Da mesma forma, o Apple Music pode realizar uma análise da biblioteca musical para habilitar novas funcionalidades de playlists geradas por IA ou para oferecer uma experiência de mixagem mais fluida. O aplicativo Mapas também atualiza seus dados offline e de topografia, enquanto o Mail pode reindexar caixas de entrada para otimizar a nova funcionalidade de categorização automática de e-mails. Cada um desses processos, embora invisível para o usuário, soma-se à carga total sobre o processador e a bateria durante o período de adaptação pós-atualização.
Modelos de iPhone mais afetados pelo problema
Embora o consumo temporário de bateria afete todos os dispositivos compatíveis, o impacto é sentido de maneira mais intensa em modelos mais antigos, como o iPhone 12 e o iPhone 13.

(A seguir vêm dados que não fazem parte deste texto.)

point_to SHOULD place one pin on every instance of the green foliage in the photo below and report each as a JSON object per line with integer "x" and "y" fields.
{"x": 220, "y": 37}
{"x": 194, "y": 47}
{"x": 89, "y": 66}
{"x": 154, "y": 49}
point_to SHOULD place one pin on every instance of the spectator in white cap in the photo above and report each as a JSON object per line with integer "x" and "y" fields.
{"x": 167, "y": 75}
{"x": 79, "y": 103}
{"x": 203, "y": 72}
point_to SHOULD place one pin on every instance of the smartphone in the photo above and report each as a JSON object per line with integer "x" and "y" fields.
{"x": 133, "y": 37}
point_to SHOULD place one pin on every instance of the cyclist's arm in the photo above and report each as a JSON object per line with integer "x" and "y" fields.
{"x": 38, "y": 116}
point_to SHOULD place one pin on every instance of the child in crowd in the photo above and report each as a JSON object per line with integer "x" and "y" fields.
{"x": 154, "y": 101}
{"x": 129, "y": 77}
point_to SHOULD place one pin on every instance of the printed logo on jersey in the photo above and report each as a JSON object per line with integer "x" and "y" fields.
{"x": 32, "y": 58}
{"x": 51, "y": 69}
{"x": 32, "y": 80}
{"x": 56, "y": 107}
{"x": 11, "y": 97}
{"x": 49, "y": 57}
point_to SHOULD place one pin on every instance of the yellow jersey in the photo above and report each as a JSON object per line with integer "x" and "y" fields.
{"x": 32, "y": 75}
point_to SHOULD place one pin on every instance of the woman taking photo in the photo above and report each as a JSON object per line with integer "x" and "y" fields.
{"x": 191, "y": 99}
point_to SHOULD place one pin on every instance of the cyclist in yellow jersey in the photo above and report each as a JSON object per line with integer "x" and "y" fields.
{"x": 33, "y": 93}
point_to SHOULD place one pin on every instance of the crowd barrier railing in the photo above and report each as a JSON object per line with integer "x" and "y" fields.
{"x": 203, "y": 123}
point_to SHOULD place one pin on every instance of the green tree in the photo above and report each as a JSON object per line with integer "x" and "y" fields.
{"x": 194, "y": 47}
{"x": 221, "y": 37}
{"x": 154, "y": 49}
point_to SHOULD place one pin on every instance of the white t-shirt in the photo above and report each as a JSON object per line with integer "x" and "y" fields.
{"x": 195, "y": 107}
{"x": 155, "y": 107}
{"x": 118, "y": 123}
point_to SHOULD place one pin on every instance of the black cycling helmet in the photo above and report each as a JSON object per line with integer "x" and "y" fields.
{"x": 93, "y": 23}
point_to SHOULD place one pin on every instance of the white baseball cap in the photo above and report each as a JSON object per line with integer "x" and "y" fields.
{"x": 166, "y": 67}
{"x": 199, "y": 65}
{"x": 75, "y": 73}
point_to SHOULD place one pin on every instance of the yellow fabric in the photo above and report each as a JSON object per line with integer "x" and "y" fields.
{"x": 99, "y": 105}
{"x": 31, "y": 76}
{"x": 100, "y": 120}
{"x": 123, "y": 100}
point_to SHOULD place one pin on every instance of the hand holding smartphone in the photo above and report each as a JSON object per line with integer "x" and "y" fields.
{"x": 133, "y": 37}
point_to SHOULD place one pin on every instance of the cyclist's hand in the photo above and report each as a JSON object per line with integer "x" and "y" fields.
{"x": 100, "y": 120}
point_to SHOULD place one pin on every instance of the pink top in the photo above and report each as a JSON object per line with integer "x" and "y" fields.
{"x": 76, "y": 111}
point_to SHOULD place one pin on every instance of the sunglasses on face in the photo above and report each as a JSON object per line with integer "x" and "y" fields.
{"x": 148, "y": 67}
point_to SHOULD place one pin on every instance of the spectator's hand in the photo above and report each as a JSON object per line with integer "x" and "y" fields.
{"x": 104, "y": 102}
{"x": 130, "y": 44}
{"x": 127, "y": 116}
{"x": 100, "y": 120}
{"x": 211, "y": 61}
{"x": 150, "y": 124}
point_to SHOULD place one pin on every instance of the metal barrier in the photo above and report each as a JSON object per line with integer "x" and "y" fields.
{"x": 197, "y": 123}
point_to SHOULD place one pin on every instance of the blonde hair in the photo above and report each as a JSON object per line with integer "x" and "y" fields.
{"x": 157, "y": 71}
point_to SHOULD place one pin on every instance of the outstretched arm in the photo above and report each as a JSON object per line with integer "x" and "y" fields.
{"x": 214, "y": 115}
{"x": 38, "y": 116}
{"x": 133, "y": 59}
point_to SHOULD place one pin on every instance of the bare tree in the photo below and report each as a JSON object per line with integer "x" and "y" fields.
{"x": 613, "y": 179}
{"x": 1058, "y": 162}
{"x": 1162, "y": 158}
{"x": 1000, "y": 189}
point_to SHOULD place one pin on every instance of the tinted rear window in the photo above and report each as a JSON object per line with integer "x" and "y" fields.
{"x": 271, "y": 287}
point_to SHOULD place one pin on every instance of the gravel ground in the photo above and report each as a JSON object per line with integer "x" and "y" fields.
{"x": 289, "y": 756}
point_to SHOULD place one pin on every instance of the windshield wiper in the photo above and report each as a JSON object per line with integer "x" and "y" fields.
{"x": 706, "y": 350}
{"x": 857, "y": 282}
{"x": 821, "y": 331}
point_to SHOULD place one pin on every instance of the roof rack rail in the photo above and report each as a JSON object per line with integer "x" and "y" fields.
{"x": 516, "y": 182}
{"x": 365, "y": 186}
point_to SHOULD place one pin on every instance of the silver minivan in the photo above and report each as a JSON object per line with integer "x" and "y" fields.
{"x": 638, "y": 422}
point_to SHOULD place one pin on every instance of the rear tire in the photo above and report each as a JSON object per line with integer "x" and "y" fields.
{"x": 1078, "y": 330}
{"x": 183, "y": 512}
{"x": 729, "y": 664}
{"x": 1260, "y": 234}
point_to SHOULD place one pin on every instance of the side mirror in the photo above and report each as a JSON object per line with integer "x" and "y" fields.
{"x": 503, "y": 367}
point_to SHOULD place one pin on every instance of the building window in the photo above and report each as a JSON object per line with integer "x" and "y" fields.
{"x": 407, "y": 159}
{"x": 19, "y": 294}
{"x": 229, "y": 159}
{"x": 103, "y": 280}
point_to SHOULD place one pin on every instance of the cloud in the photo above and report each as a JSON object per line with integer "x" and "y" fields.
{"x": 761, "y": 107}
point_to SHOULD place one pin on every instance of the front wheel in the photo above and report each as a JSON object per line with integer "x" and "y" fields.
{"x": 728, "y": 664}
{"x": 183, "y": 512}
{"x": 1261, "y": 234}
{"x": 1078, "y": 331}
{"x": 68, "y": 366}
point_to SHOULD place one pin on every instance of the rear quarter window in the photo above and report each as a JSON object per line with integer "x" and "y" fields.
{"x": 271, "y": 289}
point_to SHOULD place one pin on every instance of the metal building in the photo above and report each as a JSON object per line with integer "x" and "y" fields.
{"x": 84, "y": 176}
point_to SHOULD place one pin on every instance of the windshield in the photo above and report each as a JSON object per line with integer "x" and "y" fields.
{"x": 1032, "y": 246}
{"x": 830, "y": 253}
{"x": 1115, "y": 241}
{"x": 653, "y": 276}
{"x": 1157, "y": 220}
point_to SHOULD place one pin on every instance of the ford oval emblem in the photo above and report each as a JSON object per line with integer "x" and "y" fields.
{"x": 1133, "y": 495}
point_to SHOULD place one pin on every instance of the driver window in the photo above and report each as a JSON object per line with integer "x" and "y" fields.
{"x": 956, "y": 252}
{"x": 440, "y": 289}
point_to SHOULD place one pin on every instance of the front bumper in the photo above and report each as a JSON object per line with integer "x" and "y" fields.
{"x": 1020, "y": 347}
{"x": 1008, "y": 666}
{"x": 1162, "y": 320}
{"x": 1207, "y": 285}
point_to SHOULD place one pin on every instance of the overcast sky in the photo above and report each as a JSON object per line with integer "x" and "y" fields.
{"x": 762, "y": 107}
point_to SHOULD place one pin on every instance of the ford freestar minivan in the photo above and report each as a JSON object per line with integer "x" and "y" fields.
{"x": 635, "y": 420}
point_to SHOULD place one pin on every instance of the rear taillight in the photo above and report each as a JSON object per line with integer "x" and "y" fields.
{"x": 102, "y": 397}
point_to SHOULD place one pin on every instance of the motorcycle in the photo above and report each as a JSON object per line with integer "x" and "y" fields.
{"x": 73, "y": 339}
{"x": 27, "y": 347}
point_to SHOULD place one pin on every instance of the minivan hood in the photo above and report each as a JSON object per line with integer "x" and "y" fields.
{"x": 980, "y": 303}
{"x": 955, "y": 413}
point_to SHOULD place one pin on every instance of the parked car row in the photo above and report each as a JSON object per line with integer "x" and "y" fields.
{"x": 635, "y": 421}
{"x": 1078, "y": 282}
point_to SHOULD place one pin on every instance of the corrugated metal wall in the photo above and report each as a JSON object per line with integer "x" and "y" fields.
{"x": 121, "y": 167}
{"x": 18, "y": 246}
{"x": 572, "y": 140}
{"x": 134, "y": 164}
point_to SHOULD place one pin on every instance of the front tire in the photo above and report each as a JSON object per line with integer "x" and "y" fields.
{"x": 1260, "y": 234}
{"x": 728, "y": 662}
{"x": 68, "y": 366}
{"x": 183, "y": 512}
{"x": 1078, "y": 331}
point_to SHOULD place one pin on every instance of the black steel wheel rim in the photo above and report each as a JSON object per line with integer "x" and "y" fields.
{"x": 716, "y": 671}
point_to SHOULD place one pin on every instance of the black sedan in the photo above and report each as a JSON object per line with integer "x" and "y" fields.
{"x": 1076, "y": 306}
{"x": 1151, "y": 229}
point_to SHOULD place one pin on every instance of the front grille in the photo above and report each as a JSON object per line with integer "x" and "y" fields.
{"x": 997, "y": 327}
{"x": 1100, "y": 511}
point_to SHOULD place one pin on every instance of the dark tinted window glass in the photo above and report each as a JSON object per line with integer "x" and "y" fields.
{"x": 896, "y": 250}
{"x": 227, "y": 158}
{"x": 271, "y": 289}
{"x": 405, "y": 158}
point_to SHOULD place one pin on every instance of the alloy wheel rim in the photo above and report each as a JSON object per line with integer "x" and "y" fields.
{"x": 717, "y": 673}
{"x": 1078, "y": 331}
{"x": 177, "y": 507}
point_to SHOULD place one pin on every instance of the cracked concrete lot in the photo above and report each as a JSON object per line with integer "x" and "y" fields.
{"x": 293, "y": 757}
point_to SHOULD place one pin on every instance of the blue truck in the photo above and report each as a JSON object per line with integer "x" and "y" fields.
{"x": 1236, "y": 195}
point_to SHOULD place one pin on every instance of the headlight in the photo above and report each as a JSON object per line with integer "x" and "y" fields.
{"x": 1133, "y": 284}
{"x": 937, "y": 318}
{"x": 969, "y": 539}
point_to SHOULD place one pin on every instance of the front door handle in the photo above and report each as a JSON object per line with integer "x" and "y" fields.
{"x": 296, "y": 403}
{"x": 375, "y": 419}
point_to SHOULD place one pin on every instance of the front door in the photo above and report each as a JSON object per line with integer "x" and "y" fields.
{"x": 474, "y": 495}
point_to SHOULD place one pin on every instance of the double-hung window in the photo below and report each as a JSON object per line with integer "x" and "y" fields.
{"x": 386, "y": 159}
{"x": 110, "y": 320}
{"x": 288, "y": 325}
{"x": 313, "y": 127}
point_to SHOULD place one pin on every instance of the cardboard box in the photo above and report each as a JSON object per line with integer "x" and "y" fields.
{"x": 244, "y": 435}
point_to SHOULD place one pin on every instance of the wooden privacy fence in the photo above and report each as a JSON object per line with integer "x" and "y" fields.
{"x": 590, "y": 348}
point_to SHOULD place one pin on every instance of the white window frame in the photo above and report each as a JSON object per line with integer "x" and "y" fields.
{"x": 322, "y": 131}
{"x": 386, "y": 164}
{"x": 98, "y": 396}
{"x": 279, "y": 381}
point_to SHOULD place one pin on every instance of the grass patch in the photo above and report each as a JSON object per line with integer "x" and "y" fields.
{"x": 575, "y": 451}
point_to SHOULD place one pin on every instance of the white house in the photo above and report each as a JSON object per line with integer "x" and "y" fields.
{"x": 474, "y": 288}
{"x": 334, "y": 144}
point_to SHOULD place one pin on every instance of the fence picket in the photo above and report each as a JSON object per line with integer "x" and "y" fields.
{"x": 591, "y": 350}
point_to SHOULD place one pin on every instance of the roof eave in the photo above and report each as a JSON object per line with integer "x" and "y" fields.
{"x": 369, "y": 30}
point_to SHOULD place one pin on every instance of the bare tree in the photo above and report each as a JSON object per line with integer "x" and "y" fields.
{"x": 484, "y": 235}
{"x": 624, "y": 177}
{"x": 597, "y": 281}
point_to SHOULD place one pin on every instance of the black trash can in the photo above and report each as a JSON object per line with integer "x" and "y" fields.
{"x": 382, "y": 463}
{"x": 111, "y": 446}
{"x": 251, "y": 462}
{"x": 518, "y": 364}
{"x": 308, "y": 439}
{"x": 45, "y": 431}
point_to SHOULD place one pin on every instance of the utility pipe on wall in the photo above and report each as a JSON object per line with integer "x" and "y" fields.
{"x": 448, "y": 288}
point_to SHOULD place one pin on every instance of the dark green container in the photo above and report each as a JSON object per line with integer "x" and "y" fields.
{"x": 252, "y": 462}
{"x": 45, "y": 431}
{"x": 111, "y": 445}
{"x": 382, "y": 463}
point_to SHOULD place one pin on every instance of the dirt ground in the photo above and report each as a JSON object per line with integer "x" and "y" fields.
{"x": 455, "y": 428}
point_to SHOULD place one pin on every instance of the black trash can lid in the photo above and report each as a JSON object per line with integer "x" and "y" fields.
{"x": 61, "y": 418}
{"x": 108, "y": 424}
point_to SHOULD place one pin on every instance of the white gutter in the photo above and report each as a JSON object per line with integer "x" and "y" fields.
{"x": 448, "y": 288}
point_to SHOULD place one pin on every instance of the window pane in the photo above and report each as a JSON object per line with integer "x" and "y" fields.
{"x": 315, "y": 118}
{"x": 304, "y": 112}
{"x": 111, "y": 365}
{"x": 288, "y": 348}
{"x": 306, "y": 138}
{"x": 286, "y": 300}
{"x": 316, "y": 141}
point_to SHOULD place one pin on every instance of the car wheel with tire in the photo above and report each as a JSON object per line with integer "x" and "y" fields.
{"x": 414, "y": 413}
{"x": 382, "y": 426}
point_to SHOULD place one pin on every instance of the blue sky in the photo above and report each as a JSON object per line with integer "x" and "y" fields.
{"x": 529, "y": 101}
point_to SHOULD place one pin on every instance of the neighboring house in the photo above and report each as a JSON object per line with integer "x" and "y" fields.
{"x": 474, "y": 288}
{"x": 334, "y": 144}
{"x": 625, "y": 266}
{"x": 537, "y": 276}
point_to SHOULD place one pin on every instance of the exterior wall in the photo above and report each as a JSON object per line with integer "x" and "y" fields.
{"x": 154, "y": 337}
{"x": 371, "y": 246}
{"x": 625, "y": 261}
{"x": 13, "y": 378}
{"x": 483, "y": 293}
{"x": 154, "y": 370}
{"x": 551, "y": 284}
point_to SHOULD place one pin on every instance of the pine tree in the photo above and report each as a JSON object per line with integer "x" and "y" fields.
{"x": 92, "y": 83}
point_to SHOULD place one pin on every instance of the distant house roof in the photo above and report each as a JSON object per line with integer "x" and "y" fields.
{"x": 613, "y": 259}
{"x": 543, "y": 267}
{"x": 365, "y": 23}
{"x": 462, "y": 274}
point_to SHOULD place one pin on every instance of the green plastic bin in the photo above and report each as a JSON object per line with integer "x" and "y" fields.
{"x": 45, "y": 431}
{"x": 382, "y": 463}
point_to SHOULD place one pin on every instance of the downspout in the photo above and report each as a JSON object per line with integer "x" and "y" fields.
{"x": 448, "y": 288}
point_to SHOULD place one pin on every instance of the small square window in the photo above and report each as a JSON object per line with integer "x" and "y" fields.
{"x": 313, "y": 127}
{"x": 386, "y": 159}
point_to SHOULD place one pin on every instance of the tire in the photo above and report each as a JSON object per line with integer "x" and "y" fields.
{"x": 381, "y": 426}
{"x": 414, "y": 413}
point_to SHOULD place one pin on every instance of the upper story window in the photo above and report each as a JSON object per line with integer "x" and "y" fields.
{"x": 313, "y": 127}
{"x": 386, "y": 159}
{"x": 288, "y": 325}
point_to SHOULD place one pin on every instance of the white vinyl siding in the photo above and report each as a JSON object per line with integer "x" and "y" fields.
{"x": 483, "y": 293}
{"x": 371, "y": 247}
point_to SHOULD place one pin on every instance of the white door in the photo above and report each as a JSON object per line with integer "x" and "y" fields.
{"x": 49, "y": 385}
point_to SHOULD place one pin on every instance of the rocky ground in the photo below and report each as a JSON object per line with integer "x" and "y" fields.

Esses aparelhos, embora ainda muito capazes, possuem processadores de gerações anteriores que precisam operar em capacidade máxima por mais tempo para concluir as mesmas tarefas de otimização que os chips mais recentes, como os da série A Bionic presentes nos modelos mais novos.
Os processadores mais modernos são projetados com maior eficiência energética e núcleos dedicados a tarefas de inteligência artificial (Neural Engine), o que lhes permite executar esses processos de reindexação e aprendizado de máquina de forma mais rápida e com menor consumo de energia.
Consequentemente, usuários de iPhones mais recentes podem notar a normalização da bateria em um período mais curto, enquanto proprietários de modelos mais antigos podem enfrentar uma autonomia reduzida por um tempo ligeiramente maior.
Recomendações da Apple para otimizar o processo
Para minimizar os inconvenientes causados pelo consumo elevado de bateria, a Apple oferece uma recomendação principal: paciência. A empresa pede que os usuários aguardem a conclusão natural do processo de otimização, que, como mencionado, pode durar até três dias.
Para acelerar essas tarefas em segundo plano, a sugestão é deixar o iPhone conectado ao carregador e a uma rede Wi-Fi durante a noite. Nessas condições, o sistema entende que pode utilizar o máximo de seus recursos para finalizar a indexação e outras atividades pendentes sem se preocupar em esgotar a bateria para o uso diário.
Normalização do consumo de energia
Após a conclusão de todas as tarefas de otimização e indexação em segundo plano, os usuários devem observar uma normalização completa da autonomia da bateria. Espera-se que o desempenho energético retorne aos níveis anteriores à atualização ou até mesmo apresente melhorias, uma vez que o iOS 26 inclui otimizações de gerenciamento de energia que se tornam efetivas após o período inicial de adaptação do sistema.